Thursday, 3 September 2015

N Queen Problem : Placing N (natural number) Queens in a NXN chess board such that each queen is safe from the rest of the queens. | Java , Back tracking


Dear Friends,

I am here with you with another problem based upon back tracking. Its the Famous N Queen Problem.

Suppose we have a NXN matrix and we have N Queens. A Queen has a nature of attacking. If She is positioned at any cell then she can attack in all the four directions [Up,Bottom,Left,Right] and also can attack diagonally [Up-Left,Up-Right,Bottom-Left,Bottom-Right]

Friends if we have N Queens then we have solution for all the Natural numbers as values of N except 2 and 3.

Below is my solution to this problem.

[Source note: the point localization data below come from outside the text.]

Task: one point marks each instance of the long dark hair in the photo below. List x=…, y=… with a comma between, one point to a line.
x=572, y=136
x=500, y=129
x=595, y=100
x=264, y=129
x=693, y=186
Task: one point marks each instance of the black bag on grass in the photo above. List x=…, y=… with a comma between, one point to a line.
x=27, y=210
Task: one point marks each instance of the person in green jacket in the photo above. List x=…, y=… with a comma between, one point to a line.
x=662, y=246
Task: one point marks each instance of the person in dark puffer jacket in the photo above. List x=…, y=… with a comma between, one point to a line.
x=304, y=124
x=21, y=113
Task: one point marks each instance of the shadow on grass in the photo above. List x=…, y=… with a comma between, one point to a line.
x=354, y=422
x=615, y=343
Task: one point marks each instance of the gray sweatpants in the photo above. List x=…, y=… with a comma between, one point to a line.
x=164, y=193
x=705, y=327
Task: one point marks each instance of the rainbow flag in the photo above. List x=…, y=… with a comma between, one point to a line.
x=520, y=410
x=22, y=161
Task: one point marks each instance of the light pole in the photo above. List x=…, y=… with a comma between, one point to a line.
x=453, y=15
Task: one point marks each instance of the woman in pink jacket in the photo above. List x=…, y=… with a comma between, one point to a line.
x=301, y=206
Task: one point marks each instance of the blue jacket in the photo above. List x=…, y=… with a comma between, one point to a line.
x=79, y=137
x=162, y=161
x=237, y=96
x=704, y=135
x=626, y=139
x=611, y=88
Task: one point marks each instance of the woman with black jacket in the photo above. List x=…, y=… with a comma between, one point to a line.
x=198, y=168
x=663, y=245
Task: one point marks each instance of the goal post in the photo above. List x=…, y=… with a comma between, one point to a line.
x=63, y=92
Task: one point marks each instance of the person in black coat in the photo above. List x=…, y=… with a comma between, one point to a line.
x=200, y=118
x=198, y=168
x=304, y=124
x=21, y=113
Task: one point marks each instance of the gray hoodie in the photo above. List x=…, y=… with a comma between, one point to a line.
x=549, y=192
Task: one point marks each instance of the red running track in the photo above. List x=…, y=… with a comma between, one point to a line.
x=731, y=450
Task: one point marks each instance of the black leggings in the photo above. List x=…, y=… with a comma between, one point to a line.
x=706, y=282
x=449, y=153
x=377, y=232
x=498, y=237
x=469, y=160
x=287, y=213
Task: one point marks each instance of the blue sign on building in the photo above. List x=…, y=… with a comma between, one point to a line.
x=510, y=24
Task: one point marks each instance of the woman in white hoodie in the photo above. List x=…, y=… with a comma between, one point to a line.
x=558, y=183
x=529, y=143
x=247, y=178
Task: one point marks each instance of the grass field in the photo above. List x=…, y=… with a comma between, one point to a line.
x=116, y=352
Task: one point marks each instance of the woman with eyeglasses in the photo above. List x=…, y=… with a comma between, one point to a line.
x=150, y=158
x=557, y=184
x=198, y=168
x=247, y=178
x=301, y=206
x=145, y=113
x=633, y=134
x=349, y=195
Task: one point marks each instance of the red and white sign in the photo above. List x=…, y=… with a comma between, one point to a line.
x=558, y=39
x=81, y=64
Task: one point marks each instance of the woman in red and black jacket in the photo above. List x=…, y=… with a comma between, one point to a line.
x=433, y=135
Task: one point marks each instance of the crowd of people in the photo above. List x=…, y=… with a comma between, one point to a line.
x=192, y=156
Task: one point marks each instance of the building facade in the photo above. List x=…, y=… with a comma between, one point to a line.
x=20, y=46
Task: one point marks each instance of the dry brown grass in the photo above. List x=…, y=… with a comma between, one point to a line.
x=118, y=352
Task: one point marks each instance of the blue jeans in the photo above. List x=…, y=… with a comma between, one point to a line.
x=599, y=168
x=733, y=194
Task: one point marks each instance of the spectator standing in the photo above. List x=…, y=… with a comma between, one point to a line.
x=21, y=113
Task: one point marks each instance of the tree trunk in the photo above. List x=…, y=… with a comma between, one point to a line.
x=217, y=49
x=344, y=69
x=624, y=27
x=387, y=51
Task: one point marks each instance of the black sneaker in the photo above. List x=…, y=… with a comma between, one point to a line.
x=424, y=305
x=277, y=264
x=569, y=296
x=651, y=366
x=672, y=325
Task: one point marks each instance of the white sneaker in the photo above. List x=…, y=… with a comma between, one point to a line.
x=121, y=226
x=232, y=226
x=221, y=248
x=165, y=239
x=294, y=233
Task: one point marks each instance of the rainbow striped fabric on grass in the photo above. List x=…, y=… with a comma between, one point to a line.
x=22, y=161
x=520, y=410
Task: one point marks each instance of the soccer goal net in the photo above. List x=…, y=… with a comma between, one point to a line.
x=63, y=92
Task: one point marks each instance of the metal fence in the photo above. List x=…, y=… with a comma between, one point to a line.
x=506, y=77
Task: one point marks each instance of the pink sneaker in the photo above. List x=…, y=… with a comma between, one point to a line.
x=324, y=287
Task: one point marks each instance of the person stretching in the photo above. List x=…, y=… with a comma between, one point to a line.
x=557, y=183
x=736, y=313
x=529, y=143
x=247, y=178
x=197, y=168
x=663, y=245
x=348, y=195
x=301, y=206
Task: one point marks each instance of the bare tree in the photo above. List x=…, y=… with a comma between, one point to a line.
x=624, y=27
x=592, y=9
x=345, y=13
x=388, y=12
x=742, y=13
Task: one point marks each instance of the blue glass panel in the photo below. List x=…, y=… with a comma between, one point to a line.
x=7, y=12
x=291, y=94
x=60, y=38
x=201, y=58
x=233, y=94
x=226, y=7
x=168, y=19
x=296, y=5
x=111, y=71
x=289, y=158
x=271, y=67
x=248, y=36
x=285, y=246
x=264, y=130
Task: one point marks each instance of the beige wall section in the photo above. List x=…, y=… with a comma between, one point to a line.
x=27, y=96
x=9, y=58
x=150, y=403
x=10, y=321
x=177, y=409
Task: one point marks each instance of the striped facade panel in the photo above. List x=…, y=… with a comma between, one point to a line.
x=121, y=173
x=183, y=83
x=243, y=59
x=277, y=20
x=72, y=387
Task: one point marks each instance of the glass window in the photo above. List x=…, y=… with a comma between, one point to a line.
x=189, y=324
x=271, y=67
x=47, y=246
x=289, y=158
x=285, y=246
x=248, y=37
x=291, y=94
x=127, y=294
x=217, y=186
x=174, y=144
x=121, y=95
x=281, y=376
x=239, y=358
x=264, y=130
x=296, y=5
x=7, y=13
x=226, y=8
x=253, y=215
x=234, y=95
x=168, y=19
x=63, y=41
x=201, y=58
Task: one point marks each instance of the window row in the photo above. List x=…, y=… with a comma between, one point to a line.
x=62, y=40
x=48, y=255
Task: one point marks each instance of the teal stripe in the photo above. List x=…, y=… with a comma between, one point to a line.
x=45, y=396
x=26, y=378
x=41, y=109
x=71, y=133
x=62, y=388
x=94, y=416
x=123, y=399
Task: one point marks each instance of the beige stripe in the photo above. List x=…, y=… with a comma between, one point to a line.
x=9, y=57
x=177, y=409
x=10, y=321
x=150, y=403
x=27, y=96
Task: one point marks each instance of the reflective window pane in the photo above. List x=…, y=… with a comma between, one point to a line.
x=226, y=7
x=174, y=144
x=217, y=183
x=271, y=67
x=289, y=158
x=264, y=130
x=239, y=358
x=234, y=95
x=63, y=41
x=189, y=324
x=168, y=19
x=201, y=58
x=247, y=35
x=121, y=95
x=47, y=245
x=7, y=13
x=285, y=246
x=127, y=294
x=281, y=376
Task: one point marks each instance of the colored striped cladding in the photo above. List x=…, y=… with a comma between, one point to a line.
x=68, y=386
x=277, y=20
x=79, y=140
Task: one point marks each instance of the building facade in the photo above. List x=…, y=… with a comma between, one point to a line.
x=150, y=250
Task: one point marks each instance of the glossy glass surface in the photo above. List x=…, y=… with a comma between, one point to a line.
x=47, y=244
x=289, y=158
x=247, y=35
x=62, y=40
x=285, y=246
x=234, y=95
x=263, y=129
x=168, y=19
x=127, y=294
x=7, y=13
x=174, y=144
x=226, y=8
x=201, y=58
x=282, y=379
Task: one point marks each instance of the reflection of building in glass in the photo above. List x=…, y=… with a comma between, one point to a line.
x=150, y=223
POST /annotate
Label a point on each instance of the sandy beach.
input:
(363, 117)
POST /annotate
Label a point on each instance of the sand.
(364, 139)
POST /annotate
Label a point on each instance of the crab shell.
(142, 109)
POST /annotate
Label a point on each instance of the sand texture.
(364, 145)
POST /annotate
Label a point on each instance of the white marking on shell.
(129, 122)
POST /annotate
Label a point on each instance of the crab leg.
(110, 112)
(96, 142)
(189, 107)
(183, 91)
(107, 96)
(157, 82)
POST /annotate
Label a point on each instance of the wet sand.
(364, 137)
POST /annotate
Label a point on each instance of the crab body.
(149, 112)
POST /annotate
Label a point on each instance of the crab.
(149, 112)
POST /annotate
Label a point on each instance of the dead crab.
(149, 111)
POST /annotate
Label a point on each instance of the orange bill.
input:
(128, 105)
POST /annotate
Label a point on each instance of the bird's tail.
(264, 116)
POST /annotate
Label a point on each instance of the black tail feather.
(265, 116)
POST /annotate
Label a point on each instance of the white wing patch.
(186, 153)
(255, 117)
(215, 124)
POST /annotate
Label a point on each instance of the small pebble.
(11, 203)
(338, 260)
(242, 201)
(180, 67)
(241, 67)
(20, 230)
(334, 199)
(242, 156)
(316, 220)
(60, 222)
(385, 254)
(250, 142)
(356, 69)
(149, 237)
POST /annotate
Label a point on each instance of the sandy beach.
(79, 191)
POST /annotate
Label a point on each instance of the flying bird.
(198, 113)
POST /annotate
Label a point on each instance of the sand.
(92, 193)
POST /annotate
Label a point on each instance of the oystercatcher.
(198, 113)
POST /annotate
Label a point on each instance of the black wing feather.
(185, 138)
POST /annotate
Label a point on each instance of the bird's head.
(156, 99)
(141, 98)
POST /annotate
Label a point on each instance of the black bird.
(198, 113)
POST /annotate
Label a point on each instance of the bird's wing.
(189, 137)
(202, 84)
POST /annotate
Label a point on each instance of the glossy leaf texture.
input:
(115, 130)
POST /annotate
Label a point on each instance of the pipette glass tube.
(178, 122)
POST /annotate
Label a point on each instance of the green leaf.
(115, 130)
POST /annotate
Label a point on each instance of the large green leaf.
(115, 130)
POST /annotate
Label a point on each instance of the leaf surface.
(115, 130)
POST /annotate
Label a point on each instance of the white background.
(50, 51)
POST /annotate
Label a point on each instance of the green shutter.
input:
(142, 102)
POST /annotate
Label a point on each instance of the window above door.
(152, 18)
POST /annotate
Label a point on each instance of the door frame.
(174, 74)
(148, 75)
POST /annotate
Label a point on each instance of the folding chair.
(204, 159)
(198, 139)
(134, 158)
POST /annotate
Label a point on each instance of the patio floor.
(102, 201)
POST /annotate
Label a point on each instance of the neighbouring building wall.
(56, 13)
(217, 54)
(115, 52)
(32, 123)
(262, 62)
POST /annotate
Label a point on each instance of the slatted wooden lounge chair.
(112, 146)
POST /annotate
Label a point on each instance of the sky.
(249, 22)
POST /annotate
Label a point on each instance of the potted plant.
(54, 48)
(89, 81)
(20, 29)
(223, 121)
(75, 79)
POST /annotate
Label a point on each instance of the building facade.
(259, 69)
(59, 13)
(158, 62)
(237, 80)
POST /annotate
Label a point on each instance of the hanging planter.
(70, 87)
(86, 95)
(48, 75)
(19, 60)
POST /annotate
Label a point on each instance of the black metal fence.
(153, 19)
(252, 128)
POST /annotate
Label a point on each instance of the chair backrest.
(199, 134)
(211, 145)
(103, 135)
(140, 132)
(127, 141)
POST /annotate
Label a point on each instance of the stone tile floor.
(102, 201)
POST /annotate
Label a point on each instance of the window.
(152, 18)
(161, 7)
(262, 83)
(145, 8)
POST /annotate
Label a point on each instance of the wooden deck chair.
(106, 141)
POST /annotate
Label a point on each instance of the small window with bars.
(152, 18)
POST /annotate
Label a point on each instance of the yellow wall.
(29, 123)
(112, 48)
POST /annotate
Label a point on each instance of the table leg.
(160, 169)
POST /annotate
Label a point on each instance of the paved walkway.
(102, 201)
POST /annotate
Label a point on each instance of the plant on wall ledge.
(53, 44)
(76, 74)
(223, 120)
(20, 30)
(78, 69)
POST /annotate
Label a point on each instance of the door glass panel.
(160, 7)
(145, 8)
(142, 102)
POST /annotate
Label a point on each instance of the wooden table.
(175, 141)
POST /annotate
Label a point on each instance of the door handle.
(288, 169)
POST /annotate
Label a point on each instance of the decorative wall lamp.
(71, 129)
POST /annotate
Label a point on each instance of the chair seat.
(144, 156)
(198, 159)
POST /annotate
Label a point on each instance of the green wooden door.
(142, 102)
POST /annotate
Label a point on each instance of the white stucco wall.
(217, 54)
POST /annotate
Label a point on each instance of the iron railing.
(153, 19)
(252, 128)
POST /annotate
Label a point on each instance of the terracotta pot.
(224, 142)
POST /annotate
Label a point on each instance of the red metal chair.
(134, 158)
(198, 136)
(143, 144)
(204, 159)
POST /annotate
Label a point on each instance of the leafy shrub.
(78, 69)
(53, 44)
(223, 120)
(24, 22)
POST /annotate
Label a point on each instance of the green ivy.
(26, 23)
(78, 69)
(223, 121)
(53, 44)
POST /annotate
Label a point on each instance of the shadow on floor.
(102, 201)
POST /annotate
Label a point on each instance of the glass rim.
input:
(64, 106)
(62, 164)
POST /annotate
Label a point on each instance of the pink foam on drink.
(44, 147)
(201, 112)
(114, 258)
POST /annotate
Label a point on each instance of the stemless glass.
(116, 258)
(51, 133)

Code is in Java and its based upon Recursion and Back Tracking.


package com.study.backtracking;
/**
 * 
 * @author Krishna.k
 * 
 * Problem :N queen problem  :  Placing N queens on NXN chess board.
 * 
 * Solution exists for each natural number except for N = 2 and N = 3.
 * 
 * Solution is based on Back Tracking.
 *
 */
public class NQueenSolution {
    public static void main(String[] args) {
        int N = 5; // number of queens and the size of the board
        int[][] board = new int[N][N];
        NQueenSolution solution = new NQueenSolution();
        boolean isSolved = solution.solveNQueen(board, N, 0);
        
        if(isSolved){
            System.out.println("Solution exists");
            for(int i = 0 ; i < N ; i++){
                for(int j = 0; j < N ; j++){
                    System.out.print(board[i][j]+"  ");
                }
                System.out.println();
            }
        }
        else{
            System.out.println("Solution does not exists");
        }
    }
    

    public boolean solveNQueen(int[][] board, int N, int col) {
        if(col == N){
            return true; // all the queens have been placed successfully
        }
        for(int row = 0; row < N; row++){
            if(isSafeFromLeft(board, row, col) && isSafeFromBottomLeft(board, N, row, col) &&  isSafeFromTopLeft(board, row, col)){
                board[row][col] = 1;// this is a safe row and we proceed with next columns
                if(solveNQueen(board, N, col+1)){
                    return true; // returning true during back track with true as return type.
                }else{
                    board[row][col] = 0; // reseting the cell during back track with false as return type.
                }
            }
        }
        return false;
    }

    public boolean isSafeFromTopLeft(int[][] board, int row, int col) {
        int traverseRow = row - 1;
        int traverseCol = col - 1;
        while (traverseRow >= 0 && traverseCol >= 0) {
            if (board[traverseRow][traverseCol] == 1) {
                return false;
            }
            traverseRow = traverseRow - 1;
            traverseCol = traverseCol - 1;
        }
        return true;
    }

    public boolean isSafeFromLeft(int[][] board, int row, int col) {
        int traverseCol = col - 1;
        while (traverseCol >= 0) {
            if (board[row][traverseCol] == 1) {
                return false;
            }
            traverseCol = traverseCol - 1;
        }
        return true;
    }

    public boolean isSafeFromBottomLeft(int[][] board, int N, int row, int col) {
        int traverseRow = row + 1;
        int traverseCol = col - 1;
        while (traverseRow < N && traverseCol >= 0) {
            if (board[traverseRow][traverseCol] == 1) {
                return false;
            }
            traverseRow = traverseRow + 1;
            traverseCol = traverseCol - 1;
        }
        return true;
    }
}